Summary of Comments ( 1 )
https://news.ycombinator.com/item?id=43666083
Several Hacker News commenters discuss the "Rotatum of Light" study, questioning its novelty and practical implications. Some argue the observed effect is simply circular polarization, a well-established concept, and that the "rotatum" terminology is unnecessary jargon. Others express confusion about the potential applications, wondering if it offers any advantages over existing polarization techniques. A few users attempt to clarify the research, suggesting it explores a specific type of structured light with potential uses in optical trapping, communication, and quantum computing, though these uses remain speculative. The overall sentiment seems skeptical, with many questioning the significance of the findings and the hype surrounding them.
The Hacker News post titled "Rotatum of Light" with the ID 43666083 has a moderate number of comments discussing the linked Science Advances article about a newly described fundamental property of light called "rotatum." Many of the comments focus on understanding the implications and applications of this discovery.
Several commenters express excitement and wonder at the discovery of a new fundamental property of light, something considered rare in modern physics. They discuss the potential for this to open up new avenues of research and technological advancements. Some compare it to the discovery of spin angular momentum, highlighting the potential parallels and impact.
A significant portion of the discussion revolves around clarifying the difference between rotatum and existing properties of light like angular momentum and polarization. Commenters try to grasp the unique characteristics of rotatum and how it manifests in different scenarios, such as tightly focused light beams. Some raise questions about the experimental setup and the interpretation of the results presented in the article, seeking further clarification on the methodology used to isolate and measure rotatum.
The potential applications of rotatum are a topic of much speculation.

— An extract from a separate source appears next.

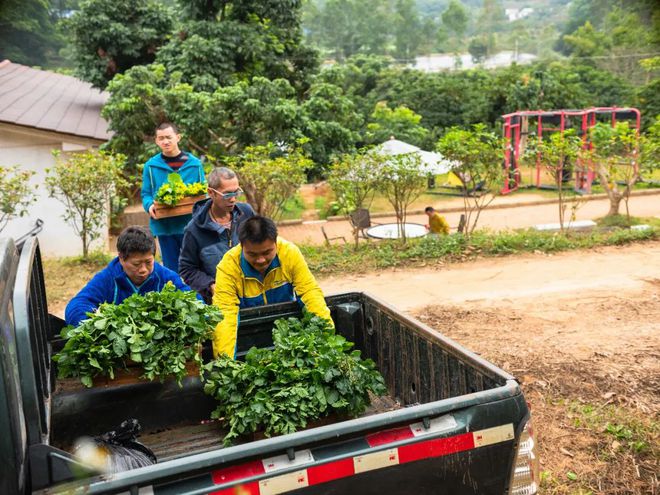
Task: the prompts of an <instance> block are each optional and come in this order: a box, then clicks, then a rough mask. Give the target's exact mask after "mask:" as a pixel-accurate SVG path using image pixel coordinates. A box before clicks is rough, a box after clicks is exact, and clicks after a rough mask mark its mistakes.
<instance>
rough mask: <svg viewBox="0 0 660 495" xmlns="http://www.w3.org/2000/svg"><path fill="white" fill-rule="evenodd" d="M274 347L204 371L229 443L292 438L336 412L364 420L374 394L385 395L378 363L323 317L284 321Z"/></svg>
mask: <svg viewBox="0 0 660 495" xmlns="http://www.w3.org/2000/svg"><path fill="white" fill-rule="evenodd" d="M273 341H274V344H275V347H274V349H272V350H271V349H257V348H256V347H253V348H252V349H250V350H249V352H248V353H247V355H246V358H245V361H244V362H242V361H235V360H233V359H231V358H230V357H228V356H225V355H223V356H220V357H219V358H217V359H216V360H215V361H212V362H211V363H208V364H207V365H205V366H204V371H205V373H204V374H203V381H204V392H206V393H207V394H209V395H211V396H212V397H213V398H214V399H216V400H217V401H218V407H217V408H216V409H215V411H213V414H212V417H213V418H221V419H222V421H223V422H224V423H225V424H226V425H228V426H229V433H228V434H227V436H226V437H225V443H226V444H229V443H230V442H231V440H232V439H234V438H237V437H239V436H240V435H244V434H248V433H254V432H256V431H258V430H263V431H264V433H265V435H266V436H271V435H277V434H287V433H293V432H295V431H296V430H298V429H300V428H305V427H306V426H307V424H308V423H309V422H310V421H313V420H315V419H318V418H320V417H322V416H327V415H329V414H331V413H340V414H348V415H351V416H357V415H359V414H361V413H362V412H364V410H365V409H366V407H367V406H368V404H369V402H370V399H369V392H372V393H373V394H375V395H383V394H384V393H385V392H386V388H385V383H384V380H383V377H382V376H381V374H380V373H379V372H378V370H376V368H375V364H374V362H373V361H372V360H371V359H362V358H361V357H360V351H357V350H354V351H351V350H350V349H351V347H353V344H352V343H351V342H348V341H347V340H346V339H345V338H344V337H342V336H341V335H337V334H336V333H335V331H334V329H333V328H332V326H330V325H329V323H328V322H327V321H326V320H324V319H322V318H319V317H317V316H313V315H311V314H309V313H308V314H305V316H304V317H303V319H302V320H299V319H296V318H289V319H281V320H277V321H276V322H275V328H274V329H273Z"/></svg>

Some commenters suggest potential uses in optical communications, particularly in increasing bandwidth or creating new modulation schemes. Others propose applications in areas like microscopy and optical manipulation of particles. However, many acknowledge that it's too early to predict concrete applications, with further research being necessary to explore the practical implications fully.
A few commenters also delve into the more technical aspects of the paper, discussing concepts like the symmetry properties of light fields and the mathematical framework used to describe rotatum. They engage in a more detailed examination of the underlying physics and the theoretical implications of the discovery.
There's a noticeable thread of discussion around the visualization and intuitive understanding of rotatum. Commenters grapple with the challenge of picturing this abstract property and try to relate it to more familiar concepts. Some propose analogies and visualizations to help grasp the nature of rotatum.
Finally, some comments express caution and skepticism, suggesting the need for further independent verification and research to solidify the findings and explore potential artifacts. They highlight the importance of rigorous scrutiny in scientific discoveries, particularly those claiming fundamental advancements.